Unos minutos después, Inés la encontró inconsciente, con la cabeza apoyada en el inodoro y los brazos flojos, inmóviles. Reaccionó fríamente a pesar del pánico. Cuando comprobó que su hija respiraba, llamó a una ambulancia. Alberto no estaba, Martín tampoco. Ninguno de los dos contestaba el celular. Clara empezó a llorar. Inés tuvo que alzarla y dejársela a una vecina, no quería que viera a su madre en ese estado. Después regresó al baño, trató de animar a Candela, que abrió los ojos y preguntó dónde estaba. Inés le habló en forma pausada, conteniendo su miedo, su histeria, sus ganas de llorar. Estuvieron así quince minutos, sin poder moverse del baño. Candela estaba consciente, pero no era capaz de controlar su cuerpo, de hacerlo ejecutar la orden cerebral de regresar a la cama.

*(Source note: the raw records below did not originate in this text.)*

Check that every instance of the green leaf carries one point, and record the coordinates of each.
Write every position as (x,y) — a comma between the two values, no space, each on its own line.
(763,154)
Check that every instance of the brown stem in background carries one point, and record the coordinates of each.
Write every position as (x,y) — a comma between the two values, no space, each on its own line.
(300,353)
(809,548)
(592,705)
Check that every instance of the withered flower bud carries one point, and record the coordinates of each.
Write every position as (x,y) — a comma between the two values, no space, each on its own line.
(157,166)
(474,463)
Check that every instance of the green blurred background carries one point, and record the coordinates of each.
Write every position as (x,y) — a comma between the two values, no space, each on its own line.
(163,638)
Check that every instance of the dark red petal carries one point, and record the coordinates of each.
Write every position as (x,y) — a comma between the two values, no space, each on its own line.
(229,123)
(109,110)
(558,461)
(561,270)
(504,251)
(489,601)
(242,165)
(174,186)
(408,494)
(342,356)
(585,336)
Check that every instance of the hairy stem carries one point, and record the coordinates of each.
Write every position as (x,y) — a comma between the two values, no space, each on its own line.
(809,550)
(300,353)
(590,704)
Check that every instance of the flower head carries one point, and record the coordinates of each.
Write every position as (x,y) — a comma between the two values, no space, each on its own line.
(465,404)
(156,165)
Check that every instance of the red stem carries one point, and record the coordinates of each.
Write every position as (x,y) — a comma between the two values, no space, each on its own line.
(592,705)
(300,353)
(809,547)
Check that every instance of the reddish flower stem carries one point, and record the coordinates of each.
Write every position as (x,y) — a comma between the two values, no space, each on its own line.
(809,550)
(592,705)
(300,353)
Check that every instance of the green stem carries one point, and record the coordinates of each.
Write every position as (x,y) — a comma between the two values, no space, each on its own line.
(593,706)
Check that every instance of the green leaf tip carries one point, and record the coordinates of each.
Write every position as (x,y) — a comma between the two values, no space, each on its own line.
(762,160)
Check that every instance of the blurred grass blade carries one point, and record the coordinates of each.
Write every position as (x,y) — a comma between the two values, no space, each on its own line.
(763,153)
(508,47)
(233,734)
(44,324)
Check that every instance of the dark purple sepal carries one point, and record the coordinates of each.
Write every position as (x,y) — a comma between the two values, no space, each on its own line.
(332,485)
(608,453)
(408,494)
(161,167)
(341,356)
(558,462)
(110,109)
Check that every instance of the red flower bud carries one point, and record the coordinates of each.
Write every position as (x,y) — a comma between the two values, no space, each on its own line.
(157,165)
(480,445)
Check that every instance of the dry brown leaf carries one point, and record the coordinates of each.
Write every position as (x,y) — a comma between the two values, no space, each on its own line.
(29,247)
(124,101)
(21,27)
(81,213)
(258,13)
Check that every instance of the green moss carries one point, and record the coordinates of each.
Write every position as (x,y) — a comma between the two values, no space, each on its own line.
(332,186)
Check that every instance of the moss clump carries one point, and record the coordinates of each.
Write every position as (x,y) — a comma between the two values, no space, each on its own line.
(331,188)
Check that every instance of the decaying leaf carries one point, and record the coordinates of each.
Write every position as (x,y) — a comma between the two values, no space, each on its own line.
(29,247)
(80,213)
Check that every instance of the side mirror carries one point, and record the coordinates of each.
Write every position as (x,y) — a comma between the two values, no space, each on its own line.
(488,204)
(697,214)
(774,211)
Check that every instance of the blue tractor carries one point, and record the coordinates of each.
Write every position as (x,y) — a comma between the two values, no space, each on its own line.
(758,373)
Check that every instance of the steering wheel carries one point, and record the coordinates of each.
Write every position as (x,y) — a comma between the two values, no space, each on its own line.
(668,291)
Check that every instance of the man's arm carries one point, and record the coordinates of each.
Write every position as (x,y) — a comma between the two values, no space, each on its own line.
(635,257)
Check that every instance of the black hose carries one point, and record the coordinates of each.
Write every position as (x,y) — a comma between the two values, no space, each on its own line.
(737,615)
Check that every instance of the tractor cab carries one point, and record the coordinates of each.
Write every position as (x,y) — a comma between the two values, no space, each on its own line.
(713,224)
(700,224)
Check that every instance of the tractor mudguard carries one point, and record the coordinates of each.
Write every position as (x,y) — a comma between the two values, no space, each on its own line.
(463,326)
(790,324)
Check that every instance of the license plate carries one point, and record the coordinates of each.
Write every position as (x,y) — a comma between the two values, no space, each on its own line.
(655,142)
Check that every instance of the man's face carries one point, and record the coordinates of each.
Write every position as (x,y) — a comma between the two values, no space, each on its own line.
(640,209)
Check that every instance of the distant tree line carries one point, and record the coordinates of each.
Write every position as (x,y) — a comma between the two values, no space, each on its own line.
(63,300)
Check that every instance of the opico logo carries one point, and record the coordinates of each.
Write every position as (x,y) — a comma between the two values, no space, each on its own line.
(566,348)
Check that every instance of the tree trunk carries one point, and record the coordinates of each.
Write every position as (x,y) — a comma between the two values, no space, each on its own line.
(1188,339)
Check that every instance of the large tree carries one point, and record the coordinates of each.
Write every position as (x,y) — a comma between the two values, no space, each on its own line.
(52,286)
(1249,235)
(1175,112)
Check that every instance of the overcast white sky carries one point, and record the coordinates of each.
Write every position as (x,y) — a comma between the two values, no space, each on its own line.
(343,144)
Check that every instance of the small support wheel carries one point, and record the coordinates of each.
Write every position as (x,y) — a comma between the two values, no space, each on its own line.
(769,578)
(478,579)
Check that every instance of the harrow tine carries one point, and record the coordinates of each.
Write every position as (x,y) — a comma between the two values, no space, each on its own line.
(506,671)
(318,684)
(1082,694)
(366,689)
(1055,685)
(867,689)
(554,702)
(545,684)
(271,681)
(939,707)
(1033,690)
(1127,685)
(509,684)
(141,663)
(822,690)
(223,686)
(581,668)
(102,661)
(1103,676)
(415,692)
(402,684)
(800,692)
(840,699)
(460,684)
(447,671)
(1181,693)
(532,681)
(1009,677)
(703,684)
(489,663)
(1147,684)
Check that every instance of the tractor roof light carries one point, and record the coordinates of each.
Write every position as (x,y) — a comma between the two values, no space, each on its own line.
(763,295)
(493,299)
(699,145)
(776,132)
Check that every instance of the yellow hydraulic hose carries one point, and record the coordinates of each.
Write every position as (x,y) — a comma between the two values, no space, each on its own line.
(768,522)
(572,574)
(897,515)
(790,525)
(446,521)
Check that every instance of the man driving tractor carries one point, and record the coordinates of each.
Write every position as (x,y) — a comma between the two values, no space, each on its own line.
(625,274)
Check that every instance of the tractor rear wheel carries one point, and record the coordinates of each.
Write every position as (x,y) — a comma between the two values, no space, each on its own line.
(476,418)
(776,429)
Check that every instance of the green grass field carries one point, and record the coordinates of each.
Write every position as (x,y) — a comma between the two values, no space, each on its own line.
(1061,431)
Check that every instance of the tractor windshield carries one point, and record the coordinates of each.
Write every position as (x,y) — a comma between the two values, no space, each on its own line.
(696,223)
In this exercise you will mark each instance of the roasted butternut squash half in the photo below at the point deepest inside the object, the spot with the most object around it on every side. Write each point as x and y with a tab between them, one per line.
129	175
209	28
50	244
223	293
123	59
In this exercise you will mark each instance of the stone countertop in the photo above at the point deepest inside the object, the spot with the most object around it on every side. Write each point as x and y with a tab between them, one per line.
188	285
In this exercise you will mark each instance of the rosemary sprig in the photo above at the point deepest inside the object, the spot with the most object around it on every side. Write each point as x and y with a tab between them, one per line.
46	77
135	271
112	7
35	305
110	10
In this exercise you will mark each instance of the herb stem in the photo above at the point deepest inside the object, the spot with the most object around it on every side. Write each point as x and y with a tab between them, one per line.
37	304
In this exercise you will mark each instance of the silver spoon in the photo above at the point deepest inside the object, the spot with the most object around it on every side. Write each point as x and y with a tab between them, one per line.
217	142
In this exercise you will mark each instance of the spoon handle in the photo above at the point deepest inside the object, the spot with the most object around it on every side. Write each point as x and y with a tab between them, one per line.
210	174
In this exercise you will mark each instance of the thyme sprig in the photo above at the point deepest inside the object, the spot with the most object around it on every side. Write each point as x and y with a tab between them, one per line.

Cuando llegó la ambulancia, Inés tuvo que bajar a abrir la puerta de calle. Prefirió no mirarse en el espejo del ascensor, porque quería evitar cualquier recuerdo de ese momento espantoso. Además, le parecía que si se veía así iba a llorar desconsoladamente, y eso no convenía en aquellas circunstancias que le reclamaban ser una madre útil y fuerte. Los enfermeros alzaron a Candela en una camilla y la trasladaron al centro oncológico, donde Inés tenía todo previsto para una internación de emergencia. Allí le inyectaron decadrón, una droga específica para esos casos de descompensación, y la conectaron a un suero. Inés escuchó atenta al médico, quien le explicó que ese tipo de cuadros eran muy comunes en pacientes con cócteles fuertes de quimioterapia. Luego comprobó que su hija se encontraba estable, dormida, y salió de la habitación. Llamó a Isabel, a Ernesto y volvió a probar con los celulares de Martín y Alberto, que seguían apagados. Isabel le prometió estar allí lo más pronto posible. En ese tiempo que estuvo sola, sin ninguna tarea urgente que cumplir, Inés buscó un baño, se encerró, se miró al espejo y sintió que ya tenía permiso para llorar. Sus ojos derramaron lágrimas por unos pocos minutos. Después se lavó la cara y regresó al cuarto. Entonces pensó que necesitaba seguir cuidando de su hija y volvió a ser fuerte.

10 comentarios:

  1. Me has relatado algo nuevo... ni idea de como eran las quimios... muy buena narración, te felicito!!!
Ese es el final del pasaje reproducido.